Джин не может отказать матушке; мало кто на это способен. Когда приезжает Артур, он демонстративно ничего не замечает; наконец женщины обращают его внимание на кольцо. Но даже после этого он прячет свой восторг, отмечая вслух, что камешек-то маловат, и предоставляя женщинам возможность посмеяться над его ворчливостью. Теперь Джин носит кольцо не Артура, а Дойлов, и это ничуть не хуже; возможно, даже лучше. Артур уже представляет, как будет видеть это кольцо за обеденным столом с изысканными яствами, над фортепианными клавишами, на подлокотнике театрального кресла, на уздечке лошади. Ему видится в этом связующий символ. Мистическая жена.

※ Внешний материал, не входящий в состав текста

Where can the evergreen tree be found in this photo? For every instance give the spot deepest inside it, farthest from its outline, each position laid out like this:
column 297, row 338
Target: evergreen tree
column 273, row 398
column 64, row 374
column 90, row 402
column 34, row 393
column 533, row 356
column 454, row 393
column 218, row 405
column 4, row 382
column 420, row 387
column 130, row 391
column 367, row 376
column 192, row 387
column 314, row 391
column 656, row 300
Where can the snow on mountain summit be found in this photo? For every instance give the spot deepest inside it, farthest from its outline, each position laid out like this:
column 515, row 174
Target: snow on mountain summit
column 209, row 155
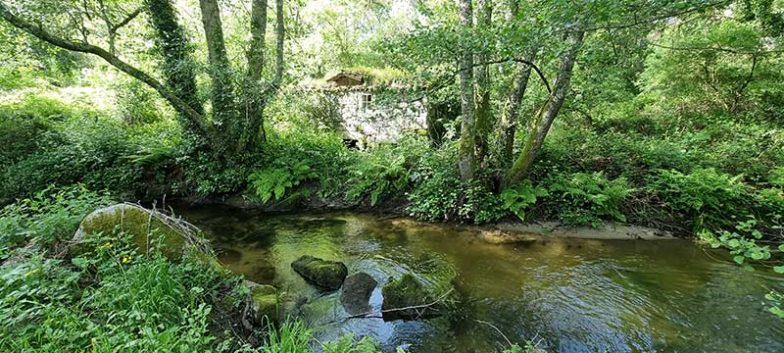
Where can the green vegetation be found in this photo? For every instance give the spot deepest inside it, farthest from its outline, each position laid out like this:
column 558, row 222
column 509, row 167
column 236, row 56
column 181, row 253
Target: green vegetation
column 656, row 113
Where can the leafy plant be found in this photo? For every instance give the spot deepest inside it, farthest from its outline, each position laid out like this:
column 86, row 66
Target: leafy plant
column 589, row 198
column 742, row 243
column 51, row 215
column 704, row 195
column 385, row 169
column 520, row 197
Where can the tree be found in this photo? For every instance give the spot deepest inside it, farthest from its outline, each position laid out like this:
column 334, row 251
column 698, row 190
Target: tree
column 467, row 155
column 234, row 124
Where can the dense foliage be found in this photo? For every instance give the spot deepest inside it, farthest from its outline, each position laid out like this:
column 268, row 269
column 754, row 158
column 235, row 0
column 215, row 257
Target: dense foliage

Ложь во спасение дозволена джентльмену в двух случаях: чтобы защитить женщину и чтобы ввязаться в праведный бой. Артур лжет Туи гораздо чаще, чем мог представить. На первых порах он предполагал, что в суматохе дней и недель, авантюр и увлечений, спортивных игр и путешествий необходимости обманывать жену не возникнет: Джин просто затеряется среди многочисленных событий его календаря. Но коль скоро она не может исчезнуть из его сердца, то не может исчезнуть ни из его разума, ни из совести. И Артур приходит к выводу, что каждая встреча, каждый план, каждое отправленное письмо, длинное или короткое, каждая мысль о Джин так или иначе сопряжены с ложью. Чаще всего ложь сводится к недомолвкам, хотя иногда, в силу необходимости, приходится и что-нибудь выдумывать; как бы то ни было, это ложь. А Туи невероятно доверчива; она принимает и всегда принимала внезапные изменения в планах мужа, его порывистость, решения остаться дома или уйти. Артуру ясно, что она пребывает в неведении; от этого он нервничает сильнее всего. Ему трудно представить, как неверные мужья могут жить в гармонии со своей совестью и какова должна быть степень их нравственного падения, чтобы вот так, походя, лгать.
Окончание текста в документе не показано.